De acordo com o IBGE (Instituto Brasileiro de Geografia e Estatística), o desempenho foi impulsionado pelo setor de serviços. Seguido por comércio, indústria e agropecuária. Apenas a construção apresentou saldo negativo no Estado.
Porto Alegre liderou a geração de empregos formais no RS, com 14.050 novos postos, seguida por Pelotas, Canoas, Erechim e Passo Fundo. A maior parte das vagas foi ocupada por mulheres, pessoas com ensino médio completo e jovens entre 18 e 24 anos.
Cenário nacional
A nível nacional, a taxa de desemprego no Brasil caiu para 5,1% no trimestre encerrado em dezembro de 2025, o menor nível da série histórica iniciada em 2012. O resultado reflete um mercado de trabalho com 103 milhões de pessoas ocupadas, número recorde no país.
Ao longo de 2025, a taxa média anual de desocupação recuou de 6,6% para 5,6%, também o menor patamar da série. No mesmo período, o número médio de brasileiros sem trabalho caiu de 7,2 milhões para 6,2 milhões, redução de cerca de 1 milhão de pessoas.
O nível de ocupação da população em idade de trabalhar atingiu 59,1%, superando os percentuais registrados em 2024 e no início da série histórica. O avanço foi puxado principalmente pelas atividades de serviços, com recuperação consistente ao longo do ano.
A subutilização da força de trabalho também recuou. Em 2025, a taxa anual caiu para 14,5%, o menor nível já registrado. Isso representa 16,6 milhões de pessoas entre desocupados, subocupados por insuficiência de horas e trabalhadores disponíveis, número ainda elevado, mas distante do pico observado durante a pandemia.
Rendimento médio cresceu 5,7%
O rendimento médio real habitual dos trabalhadores foi estimado em R$ 3.560, alta de 5,7% em relação a 2024. Já a massa de rendimentos do trabalho alcançou R$ 361,7 bilhões, maior valor da série histórica.
No setor privado, o número de empregados com carteira assinada chegou a 38,9 milhões, recorde desde 2012. O contingente cresceu cerca de 1 milhão de postos formais em relação ao ano anterior.

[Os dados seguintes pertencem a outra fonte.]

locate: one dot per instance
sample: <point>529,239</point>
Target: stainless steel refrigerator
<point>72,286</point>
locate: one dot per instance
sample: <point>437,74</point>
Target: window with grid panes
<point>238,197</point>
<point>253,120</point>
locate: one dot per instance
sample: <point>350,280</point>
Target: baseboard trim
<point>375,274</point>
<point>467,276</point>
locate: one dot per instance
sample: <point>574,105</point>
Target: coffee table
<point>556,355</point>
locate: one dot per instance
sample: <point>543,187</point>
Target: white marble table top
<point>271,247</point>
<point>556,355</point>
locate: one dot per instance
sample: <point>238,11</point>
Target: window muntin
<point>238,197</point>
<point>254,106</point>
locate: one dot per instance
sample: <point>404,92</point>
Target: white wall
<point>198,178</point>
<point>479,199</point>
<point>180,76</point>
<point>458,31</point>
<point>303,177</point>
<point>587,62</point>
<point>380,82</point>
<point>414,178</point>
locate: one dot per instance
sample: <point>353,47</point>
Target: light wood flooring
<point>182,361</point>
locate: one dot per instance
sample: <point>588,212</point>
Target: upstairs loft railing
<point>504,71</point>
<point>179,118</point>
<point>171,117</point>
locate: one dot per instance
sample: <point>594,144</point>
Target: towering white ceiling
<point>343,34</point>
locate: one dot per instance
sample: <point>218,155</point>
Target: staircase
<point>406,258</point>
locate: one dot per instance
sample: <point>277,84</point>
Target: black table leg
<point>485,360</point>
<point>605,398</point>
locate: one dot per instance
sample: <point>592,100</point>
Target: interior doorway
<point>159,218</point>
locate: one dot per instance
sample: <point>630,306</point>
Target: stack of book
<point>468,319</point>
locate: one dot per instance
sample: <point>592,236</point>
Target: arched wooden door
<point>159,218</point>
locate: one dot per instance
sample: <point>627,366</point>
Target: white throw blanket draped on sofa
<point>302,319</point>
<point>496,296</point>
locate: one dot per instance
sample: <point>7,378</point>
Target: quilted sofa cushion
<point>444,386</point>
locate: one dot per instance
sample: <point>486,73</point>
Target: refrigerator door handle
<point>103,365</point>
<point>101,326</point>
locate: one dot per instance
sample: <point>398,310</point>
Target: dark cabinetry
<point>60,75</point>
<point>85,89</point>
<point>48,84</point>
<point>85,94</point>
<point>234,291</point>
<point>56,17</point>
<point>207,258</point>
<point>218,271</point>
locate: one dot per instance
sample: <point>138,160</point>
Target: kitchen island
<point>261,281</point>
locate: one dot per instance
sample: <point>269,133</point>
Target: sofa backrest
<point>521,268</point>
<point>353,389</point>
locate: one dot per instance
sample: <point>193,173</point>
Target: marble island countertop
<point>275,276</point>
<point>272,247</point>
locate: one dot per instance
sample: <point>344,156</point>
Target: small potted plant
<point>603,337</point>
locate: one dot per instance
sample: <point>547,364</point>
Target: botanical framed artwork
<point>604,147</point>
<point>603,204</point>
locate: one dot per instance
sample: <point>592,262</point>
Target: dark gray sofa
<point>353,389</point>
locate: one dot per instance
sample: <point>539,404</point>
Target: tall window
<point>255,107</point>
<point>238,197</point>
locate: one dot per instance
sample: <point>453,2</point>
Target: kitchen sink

No mesmo intervalo, houve leve redução no número de trabalhadores sem carteira.
A taxa de informalidade caiu de 39% para 38,1% em 2025. Apesar da redução, o país segue com forte presença de ocupações informais, especialmente nos setores de comércio e serviços. O número de trabalhadores por conta própria atingiu 26,1 milhões, o maior da série.
No recorte trimestral, entre outubro e dezembro, a ocupação avançou principalmente no comércio e na administração pública, saúde, educação e serviços sociais. Em comparação com o mesmo período de 2024, também houve crescimento nas atividades de informação, comunicação e serviços financeiros. Já o trabalho doméstico apresentou retração.